И мы, конечно, замечаем в самих себе, что только разум способен к науке, но ему могут содействовать или препятствовать три другие способности, а именно воображение, чувство и память. Следовательно, нужно рассмотреть по порядку, для того чтобы остеречься, в чем каждая из этих способностей может мешать или, чтобы воспользоваться всеми их возможностями, в чем может быть полезной. И таким образом, эта первая часть будет исследована посредством достаточной энумерации, как будет показано в следующем правиле.
Затем нужно перейти к самим вещам, которые должны рассматриваться лишь постольку, поскольку они затрагиваются разумом; в этом смысле мы разделяем их на природы наиболее простые и сложные, или составные. Простые могут быть только духовными, или телесными, или относящимися и к тому и к другому роду; наконец, из составных одни разум сознает пребывающими именно таковыми до того, как он вынесет о них определенное суждение, другие же составляет он сам. Все это будет подробнее изложено в двенадцатом правиле, где будет доказано, что ложь не может иметь места нигде, кроме как в этих последних, которые составляются разумом; потому мы разделяем их еще на те, которые выводятся из простейших и самоочевидных природ и о которых мы будем рассуждать во всей следующей книге, и те, которые предполагают также другие (являющиеся, как мы убеждаемся на опыте, составными в действительности) и для описания которых мы предназначаем целиком третью книгу.

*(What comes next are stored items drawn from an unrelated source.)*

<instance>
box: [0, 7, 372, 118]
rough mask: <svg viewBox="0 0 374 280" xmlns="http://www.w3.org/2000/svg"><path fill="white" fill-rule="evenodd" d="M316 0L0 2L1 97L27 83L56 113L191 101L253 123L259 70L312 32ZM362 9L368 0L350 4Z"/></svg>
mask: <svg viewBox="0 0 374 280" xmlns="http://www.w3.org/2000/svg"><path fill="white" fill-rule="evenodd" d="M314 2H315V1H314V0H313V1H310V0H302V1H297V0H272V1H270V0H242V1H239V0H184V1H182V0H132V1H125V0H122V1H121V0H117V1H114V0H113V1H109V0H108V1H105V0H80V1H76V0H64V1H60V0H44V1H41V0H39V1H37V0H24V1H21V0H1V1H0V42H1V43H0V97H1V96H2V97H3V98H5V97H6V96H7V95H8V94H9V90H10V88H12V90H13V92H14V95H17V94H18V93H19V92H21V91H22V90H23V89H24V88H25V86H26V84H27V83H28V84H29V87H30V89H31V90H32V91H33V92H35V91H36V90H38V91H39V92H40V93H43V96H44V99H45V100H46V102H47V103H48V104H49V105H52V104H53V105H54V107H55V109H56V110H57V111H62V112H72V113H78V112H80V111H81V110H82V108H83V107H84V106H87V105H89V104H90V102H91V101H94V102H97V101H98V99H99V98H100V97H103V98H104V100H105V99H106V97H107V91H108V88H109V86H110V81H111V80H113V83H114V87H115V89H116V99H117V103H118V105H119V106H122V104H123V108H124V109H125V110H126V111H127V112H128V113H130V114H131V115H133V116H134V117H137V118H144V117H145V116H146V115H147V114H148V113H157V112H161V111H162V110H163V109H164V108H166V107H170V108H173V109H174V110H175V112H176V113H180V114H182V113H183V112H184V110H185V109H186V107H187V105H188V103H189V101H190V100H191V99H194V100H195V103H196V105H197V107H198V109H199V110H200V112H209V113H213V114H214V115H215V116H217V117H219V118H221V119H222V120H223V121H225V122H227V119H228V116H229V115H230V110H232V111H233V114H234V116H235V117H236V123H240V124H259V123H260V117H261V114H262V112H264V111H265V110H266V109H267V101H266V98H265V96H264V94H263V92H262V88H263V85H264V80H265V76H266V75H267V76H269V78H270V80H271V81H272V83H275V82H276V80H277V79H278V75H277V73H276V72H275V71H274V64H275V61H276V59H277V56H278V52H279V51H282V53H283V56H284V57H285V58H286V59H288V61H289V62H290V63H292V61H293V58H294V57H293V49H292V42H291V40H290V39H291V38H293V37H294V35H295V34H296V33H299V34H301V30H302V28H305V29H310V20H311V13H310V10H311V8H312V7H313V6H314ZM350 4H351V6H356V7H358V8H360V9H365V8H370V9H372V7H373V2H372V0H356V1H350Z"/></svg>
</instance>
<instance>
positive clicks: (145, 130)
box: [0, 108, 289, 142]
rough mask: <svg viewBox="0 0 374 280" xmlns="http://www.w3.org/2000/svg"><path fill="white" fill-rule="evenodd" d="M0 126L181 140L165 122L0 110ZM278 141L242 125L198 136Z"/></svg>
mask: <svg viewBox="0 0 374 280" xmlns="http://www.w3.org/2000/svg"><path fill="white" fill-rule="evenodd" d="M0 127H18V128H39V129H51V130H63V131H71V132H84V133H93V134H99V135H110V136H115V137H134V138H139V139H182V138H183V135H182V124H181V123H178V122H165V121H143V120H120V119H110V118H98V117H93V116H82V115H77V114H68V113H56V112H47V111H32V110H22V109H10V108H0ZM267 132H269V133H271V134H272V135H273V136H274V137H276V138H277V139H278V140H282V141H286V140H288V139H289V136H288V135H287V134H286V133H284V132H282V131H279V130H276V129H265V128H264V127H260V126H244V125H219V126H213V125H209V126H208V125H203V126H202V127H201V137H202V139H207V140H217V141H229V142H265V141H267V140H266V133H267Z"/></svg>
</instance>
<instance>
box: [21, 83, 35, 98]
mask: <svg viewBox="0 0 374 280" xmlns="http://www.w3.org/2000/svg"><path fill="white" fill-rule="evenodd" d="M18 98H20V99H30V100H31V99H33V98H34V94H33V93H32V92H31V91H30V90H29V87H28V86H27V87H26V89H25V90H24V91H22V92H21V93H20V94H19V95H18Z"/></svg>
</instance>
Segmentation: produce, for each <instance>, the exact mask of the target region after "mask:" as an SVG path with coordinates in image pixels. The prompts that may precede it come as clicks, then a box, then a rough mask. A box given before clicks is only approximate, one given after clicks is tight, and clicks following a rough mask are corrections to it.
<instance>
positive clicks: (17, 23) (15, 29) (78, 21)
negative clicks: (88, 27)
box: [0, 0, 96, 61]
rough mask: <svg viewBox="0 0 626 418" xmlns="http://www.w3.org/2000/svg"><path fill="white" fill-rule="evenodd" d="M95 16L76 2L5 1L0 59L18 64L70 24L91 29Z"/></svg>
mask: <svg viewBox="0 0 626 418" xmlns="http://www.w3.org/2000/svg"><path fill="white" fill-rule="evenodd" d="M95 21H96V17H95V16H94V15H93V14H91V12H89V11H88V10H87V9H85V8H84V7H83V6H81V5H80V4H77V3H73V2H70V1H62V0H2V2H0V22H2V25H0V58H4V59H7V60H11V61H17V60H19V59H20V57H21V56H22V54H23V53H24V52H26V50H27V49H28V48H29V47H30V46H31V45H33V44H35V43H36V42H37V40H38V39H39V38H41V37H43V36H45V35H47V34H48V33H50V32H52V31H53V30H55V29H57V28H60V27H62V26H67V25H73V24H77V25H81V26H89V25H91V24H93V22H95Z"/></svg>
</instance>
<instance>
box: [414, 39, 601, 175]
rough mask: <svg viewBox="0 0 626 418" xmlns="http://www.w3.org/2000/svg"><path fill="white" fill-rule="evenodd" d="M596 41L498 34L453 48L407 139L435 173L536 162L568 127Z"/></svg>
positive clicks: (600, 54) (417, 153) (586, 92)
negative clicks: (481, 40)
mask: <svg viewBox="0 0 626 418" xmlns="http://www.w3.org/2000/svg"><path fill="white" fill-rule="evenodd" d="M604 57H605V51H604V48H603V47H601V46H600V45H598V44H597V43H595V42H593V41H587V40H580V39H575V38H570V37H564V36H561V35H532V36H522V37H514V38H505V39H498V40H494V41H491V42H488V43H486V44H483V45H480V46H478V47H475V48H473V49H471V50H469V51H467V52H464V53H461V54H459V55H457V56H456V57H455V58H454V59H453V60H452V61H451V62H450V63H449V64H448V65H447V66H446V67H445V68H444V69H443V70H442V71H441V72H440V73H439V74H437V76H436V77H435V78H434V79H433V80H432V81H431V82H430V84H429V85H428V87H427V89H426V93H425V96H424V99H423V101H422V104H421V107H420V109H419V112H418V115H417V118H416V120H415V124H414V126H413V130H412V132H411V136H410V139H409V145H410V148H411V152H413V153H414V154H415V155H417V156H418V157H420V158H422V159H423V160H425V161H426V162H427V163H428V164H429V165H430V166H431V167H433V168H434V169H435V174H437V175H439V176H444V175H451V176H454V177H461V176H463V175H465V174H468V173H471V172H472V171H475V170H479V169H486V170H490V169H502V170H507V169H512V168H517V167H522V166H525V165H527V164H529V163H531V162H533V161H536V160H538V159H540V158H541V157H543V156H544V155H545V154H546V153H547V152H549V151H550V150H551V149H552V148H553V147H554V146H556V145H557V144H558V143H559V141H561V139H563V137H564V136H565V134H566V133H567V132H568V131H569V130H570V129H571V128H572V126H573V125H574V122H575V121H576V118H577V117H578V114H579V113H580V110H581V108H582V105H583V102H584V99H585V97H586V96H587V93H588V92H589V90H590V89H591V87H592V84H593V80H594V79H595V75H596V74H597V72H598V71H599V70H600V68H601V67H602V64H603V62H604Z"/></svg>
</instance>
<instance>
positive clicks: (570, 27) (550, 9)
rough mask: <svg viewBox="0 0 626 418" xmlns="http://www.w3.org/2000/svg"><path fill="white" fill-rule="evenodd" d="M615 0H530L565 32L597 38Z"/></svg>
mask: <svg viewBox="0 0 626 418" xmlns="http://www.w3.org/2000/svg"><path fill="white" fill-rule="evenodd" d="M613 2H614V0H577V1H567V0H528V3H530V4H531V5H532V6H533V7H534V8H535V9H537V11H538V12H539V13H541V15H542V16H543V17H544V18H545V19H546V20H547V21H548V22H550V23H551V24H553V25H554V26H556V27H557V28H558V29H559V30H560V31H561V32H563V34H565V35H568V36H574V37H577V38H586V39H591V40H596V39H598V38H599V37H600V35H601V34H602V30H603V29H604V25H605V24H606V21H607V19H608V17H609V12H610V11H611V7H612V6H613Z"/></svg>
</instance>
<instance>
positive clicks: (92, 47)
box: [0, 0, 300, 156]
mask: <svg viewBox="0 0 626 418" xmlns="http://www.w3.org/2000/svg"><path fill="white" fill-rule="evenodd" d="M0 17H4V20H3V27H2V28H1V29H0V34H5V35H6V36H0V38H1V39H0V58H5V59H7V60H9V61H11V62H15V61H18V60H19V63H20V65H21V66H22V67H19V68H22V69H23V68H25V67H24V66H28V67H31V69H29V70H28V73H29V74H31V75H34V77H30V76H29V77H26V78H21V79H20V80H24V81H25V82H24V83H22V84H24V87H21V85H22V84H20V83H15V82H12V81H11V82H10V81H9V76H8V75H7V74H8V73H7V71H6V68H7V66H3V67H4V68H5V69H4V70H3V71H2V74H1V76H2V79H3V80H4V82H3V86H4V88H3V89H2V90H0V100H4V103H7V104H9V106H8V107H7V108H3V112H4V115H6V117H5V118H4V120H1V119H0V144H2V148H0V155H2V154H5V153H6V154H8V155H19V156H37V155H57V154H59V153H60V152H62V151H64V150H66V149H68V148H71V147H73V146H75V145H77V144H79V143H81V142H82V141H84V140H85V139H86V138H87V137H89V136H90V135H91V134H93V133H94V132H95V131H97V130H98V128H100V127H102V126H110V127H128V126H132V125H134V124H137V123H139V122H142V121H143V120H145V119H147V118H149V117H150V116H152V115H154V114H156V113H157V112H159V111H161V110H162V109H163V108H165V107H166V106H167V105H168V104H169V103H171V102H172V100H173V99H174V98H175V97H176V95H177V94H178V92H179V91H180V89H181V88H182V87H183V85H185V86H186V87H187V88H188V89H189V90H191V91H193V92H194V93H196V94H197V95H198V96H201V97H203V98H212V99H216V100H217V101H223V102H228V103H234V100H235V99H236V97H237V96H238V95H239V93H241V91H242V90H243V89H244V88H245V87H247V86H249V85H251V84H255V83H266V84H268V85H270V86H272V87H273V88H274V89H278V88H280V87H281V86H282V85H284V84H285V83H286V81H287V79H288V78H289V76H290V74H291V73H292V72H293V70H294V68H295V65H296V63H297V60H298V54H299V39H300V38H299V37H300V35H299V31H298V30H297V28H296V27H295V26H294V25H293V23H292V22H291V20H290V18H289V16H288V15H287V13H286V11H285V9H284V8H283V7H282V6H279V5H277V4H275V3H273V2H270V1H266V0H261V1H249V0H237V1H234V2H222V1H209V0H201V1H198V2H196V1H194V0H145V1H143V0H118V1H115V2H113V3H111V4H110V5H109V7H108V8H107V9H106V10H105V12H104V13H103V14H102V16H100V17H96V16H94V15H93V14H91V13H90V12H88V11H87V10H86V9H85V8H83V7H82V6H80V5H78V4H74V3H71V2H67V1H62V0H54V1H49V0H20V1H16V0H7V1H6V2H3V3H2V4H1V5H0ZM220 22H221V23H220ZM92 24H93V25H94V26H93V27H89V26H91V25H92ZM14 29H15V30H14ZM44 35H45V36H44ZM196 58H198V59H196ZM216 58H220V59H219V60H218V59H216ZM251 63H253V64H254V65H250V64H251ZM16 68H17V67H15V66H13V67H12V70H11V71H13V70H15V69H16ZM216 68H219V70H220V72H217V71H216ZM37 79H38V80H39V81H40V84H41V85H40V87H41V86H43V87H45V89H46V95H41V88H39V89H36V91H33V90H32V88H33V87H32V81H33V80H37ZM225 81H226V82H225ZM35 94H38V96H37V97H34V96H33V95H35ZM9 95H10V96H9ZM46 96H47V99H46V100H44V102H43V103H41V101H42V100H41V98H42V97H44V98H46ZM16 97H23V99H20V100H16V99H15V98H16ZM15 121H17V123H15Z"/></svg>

И во всем трактате мы, конечно, будем пытаться все пути, которые открыты людям к познанию истины, проследить столь тщательно и представить столь легкими, что всякий, кто в совершенстве изучит весь этот метод, каким бы посредственным умом он ни обладал, увидит тем не менее, что нет никаких путей, закрытых для него в большей степени, чем для других людей, и что он не останется больше в неведении о чем-либо по недостатку ума или умения. Но всякий раз, как он направит ум на познание какой-либо вещи, он или полностью обретет это познание, или доподлинно узнает, что оно зависит от какого-нибудь опыта, который не в его власти, и потому не станет обвинять свой ум, хотя и будет вынужден на этом остановиться, или, наконец, докажет, что искомая вещь превышает все способности человеческого ума, и, таким образом, он не будет вследствие этого считать себя более несведущим, так как знание этого является знанием в не меньшей степени, чем знание чего бы то ни было другого.